Seperti disebutkan pada bagian awal tulisan, “beranikah seorang guru memberi nilai 10 untuk gambar yang dibuat seorang siswa yang hasilnya paling baik di kelas?” “Sangat mustahal”, kata Anda. Tetapi menurut saya, sangat bisa, sangat bijaksana, sangat bertanggung jawab, jika seorang guru berani memberi nilai dengan rentangan yang sama untuk semua bidang ajar. Mengapa? Matematika itu sangat objektif. Nilai perkalian angka 2 dengan 2, pasti 4. Siapa pun yang menjawab pertanyaan tadi, hasilnya harus empat. Kalau tidak 4 berarti jawabannya salah. Lalu, menilai gambar buatan anak? Ya, yang mirip bentuknya, yang bagus warnanya, yang lengkap unsurnya, baru bisa diberi nilai bagus. Gambar yang menyeleweng dari kemiripan? Itu mah nilainya cukup enam saja.

Sungguh, masih perlu contoh perbandingan yang lain. Jika anak kelas II SD diberi soal matematika untuk kelas VI, kita akan menganggap: “Itu tak mungkin. Tak bijaksana. Salah besar”. Dalam kondisi perumpamaan yang sama, seorang anak kelas II SD yang dituntut harus menghasilkan gambar yang sama seperti bisa dibuat oleh anak kelas VI, kita sebut: “Mustahil!”. Contoh yang lain, seorang anak SD disuruh menyanyikan lagu dengan kualitas nyanyian sama dengan penyanyi profesional; seorang anak SD diharuskan mampu berlari keliling lapangan seperti mahasiswa Jurusan Olah Raga; seorang anak SD disusruh menggubah puisi seperti buatan Taufiq Ismail; semua itu, jawabannya: “Sangat tidak mungkin!”
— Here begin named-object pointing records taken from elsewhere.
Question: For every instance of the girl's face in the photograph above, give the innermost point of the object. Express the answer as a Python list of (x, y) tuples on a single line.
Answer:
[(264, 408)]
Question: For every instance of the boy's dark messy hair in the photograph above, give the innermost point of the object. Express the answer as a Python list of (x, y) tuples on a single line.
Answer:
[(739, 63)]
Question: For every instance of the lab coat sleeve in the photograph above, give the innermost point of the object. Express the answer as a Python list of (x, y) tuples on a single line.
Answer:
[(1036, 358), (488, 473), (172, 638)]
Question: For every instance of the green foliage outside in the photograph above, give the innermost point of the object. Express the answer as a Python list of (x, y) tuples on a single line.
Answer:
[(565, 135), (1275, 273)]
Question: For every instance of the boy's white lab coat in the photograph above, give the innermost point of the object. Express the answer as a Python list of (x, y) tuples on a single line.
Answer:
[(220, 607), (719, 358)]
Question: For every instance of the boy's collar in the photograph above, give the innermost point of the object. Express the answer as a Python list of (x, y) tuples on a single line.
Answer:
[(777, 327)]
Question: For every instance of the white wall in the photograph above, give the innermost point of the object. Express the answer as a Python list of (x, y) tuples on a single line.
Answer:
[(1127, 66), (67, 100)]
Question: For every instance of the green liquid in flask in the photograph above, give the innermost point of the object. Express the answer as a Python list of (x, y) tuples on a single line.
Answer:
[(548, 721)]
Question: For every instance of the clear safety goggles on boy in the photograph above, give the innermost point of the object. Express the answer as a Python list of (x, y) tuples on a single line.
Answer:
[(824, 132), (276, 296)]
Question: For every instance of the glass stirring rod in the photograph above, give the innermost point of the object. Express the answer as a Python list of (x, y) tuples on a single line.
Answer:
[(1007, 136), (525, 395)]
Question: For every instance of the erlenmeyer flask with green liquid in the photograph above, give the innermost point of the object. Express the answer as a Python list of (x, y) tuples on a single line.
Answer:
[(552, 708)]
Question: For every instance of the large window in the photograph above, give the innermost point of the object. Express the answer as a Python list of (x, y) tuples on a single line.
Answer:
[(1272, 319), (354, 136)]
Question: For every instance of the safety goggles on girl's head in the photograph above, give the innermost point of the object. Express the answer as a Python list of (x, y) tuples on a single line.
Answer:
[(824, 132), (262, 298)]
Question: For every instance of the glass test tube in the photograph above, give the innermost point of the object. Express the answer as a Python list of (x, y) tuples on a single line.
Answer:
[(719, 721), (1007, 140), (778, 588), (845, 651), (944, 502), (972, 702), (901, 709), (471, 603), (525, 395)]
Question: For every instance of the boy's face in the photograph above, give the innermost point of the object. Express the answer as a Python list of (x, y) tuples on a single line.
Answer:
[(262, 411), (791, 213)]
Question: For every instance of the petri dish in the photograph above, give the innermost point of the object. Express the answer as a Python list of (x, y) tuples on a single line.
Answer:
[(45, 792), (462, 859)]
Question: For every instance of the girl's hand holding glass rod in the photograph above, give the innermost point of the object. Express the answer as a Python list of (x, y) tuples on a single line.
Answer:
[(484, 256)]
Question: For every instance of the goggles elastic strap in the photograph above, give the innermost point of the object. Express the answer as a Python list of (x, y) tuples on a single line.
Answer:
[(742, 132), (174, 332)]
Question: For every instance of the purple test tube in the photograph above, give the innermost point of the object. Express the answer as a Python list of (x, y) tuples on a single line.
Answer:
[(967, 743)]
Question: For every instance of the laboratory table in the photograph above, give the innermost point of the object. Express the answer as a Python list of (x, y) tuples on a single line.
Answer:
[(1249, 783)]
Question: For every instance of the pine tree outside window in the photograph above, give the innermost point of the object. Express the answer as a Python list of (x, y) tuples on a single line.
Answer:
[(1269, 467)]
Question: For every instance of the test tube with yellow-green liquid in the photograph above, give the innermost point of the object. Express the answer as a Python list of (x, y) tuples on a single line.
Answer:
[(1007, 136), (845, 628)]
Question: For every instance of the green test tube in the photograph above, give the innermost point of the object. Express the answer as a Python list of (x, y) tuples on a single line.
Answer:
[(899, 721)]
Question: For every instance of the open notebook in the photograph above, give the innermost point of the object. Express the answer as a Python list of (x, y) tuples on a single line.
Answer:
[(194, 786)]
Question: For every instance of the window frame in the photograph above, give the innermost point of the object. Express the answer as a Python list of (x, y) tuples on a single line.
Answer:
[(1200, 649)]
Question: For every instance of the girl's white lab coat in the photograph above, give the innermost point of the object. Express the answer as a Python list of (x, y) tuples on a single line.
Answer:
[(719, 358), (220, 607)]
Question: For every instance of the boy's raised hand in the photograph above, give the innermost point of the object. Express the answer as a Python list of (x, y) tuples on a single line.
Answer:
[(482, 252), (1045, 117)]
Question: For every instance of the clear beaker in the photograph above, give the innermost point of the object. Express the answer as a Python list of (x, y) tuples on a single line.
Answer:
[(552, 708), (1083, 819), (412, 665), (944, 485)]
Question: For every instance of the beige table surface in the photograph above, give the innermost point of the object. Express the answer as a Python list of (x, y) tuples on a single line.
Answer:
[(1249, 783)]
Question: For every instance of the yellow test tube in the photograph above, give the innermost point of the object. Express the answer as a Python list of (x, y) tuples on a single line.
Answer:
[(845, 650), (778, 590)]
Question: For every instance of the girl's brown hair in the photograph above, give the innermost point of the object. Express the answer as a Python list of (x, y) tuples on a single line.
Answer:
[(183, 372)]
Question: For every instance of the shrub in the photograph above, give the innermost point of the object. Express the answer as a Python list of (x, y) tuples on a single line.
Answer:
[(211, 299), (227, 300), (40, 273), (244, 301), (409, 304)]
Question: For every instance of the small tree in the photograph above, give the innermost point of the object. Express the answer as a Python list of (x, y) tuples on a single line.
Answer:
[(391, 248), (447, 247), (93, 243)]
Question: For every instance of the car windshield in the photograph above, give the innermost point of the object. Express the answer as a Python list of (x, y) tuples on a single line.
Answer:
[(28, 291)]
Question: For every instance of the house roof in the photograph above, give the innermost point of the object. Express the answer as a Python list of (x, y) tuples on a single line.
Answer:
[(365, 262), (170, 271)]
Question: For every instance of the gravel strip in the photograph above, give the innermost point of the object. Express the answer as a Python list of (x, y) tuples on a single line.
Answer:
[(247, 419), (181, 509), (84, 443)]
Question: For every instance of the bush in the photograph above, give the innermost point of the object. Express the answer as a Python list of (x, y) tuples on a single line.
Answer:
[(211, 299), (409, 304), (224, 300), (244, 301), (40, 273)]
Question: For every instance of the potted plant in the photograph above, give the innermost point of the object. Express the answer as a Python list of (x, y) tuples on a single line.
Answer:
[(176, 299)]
Baiklah. Anak-anak SD, masing-masing memiliki tingkat perkembangan kemampuan menggambar yang berbeda pada setiap tahapan usia dan kelas. Oleh karena itu, materi ajar menggambar harus sejalan dengan tingkat kemampuan anak. Seagaimana materi ajar lainnya, matematika misalnya, untuk setiap tingkatan kelas berbeda juga tingkat kesulitannya. Maka, tidak bijaksana seorang guru memberikan soal matematika untuk kelas VI kepada siswa kelas II. Ketidakmungkinan tersebut dikaitkan dengan tingkat kemampuan anak. Begitu pun dalam mengukur kemampuan anak dalam bidang menggambar. Anak kelas II SD yang tahap kemampuan menggambarnya baru pada masa bagan (semua bentuk digambar dengan mengutamakan bagan), semua objek digambar dengan mengabaikan perspektif, tidak akan klop jika dinilai dengan pola penilaian yang melebihi kemampuan masa perkembangannya. Artinya, menilai gambar anak dengan tolok ukur guru, sama dengan menilai kemampuan renang anak menggunakan cara nilai PON; dan menilai nyanyian anak dengan tolok ukur para juri lomba, sama dengan mengukur kemampuan matemtika anak dibandingkan dengan mahasiswa Fakutas Matematika. Sungguh malang anak yang: nilai kegiatan menggambar, olah raga, menyanyi, dan mengarangnya, tidak pernah mendapat angka 10! ***    

 

Make a Free Website with Yola.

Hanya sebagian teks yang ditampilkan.